Point ne me chaut qui vous prendrez, fût-ce le Diable, pourvu qu’il soit serviteur et feudataire de Sa Sainteté et du Roi Catholique, par le moyen de qui je fus fait Cardinal, grâce à ce bon Duc de Parme. Je vous dirai bien que volontiers je donnerais ma voix à l’Infante d’Espagne, parce que c’est une noble Dame et que son père aime fort. Néanmoins vous ferez ce qui plaira à Monseigneur le Duc de Feria et à Monsour lo Loutenant. Mais, sur toutes choses, gardez-vous d’ouvrir la bouche pour parler de paix ou de trêve. Autrement le sacré Collége en renierait Christ ! Je me recommande encore une fois à vous. Salut. cul[2] de Sorbonne, après avoir mangé les grands Breviaires[3] et Heures du feu Roy à faire festins à Monsieur le Lieutenant, se mit à genoux avec Garinus[4], Cordelier et Apostre apostat, et, assistez de Cuilly[5], curé de Sainct-Germain-l’Auxerrois, et d’Aubry, curé de Sainct-André-des-Arcs, revenant de confesser Pierre Barriere[6], entonnerent à haute voix, devant la croix de M. le Legat :

0 crux, ave, spes unica,
Hoc passionis tempore !

Quelques-uns de l’Assemblée le trouverent mauvais. Toutesfois chacun les suivit en chantant de mesme, et, le bransle finy, le sort tomba à Monsieur le Cardinal de Pelvé de parler. Lequel, se levant sur ses deux pieds, comme une oye, aprés avoir fait une tres-profonde reverence devant le siege de Monsieur le Lieutenant, son chapeau rouge avalé[7] en capuchon par derriere, puis une autre semblable devant Monsieur le Legat, et une autre bassissime devant les Dames ; puis s’estant rassis, et toussy trois bonnes fois, non sans excréation phlegmatique qui excita aussi un chacun à faire de mesme, il commença de dire ainsi, adressant sa parole à Monsieur le Lieutenant, qui luy dit par trois fois : Couvrez vous, mon maistre.
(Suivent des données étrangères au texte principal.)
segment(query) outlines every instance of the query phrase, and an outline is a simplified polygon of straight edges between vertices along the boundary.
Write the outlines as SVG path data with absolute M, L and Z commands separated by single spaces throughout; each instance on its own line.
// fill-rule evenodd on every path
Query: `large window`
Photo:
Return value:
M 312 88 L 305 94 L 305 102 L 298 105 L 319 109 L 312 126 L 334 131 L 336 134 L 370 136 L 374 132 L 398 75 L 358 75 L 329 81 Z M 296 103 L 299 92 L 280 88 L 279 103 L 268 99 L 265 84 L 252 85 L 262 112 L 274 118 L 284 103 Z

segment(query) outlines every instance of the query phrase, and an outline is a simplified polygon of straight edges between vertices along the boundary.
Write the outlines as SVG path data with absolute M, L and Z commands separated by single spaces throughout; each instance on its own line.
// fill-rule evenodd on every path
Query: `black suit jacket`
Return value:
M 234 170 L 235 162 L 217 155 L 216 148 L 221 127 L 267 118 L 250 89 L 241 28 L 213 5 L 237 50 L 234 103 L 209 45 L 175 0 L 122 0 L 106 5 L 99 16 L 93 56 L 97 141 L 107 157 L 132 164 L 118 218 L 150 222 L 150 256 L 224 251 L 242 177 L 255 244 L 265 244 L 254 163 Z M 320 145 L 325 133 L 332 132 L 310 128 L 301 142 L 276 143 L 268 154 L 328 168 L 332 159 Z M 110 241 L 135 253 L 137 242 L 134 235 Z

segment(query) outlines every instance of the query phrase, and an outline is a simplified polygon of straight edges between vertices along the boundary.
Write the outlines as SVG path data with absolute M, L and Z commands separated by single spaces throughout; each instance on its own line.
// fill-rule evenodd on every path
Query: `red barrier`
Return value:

  1. Launay, tour à tour prêtre, huguenot, ministre et marié, redevint catholique et fut membre du conseil des Quarante et chanoine de Soissons.
  2. Terme de mépris par lequel le populaire désignait les oblats et moines convers qui pouvaient rentrer dans le monde.
  3. Henri III avait réuni au bois de Vincennes, auprès de l’église des Minimes, une riche collection de tableaux, d’ornements et d’ustensiles d’église, enfin d’Heures et de Missels précieux. Le tout fut pillé par les ligueurs en 1589, et il parait que Launay avait eu sa part du butin, qu’il vendit.
  4. Cordelier, originaire de Savoie ; se fit remarquer entre tous les prédicateurs qui excitèrent le peuple à la révolte.
  5. Jacques Cueilly, docteur en Sorbonne, Député aux États de la Ligue.
  6. En apprenant la conversion de Henri IV, Pierre Barrière venu de Lyon dans l’intention de l’assassiner, fut pris de scrupule, et consulta à ce sujet le curé Aubry, qui lui persuada que cette conversion était sans valeur, et que la mort seule du Béarnais pouvait assurer le triomphe de la religion catholique.
  7. Descendu. Il avait rejeté son chapeau sur ses épaules, en manière de capuchon.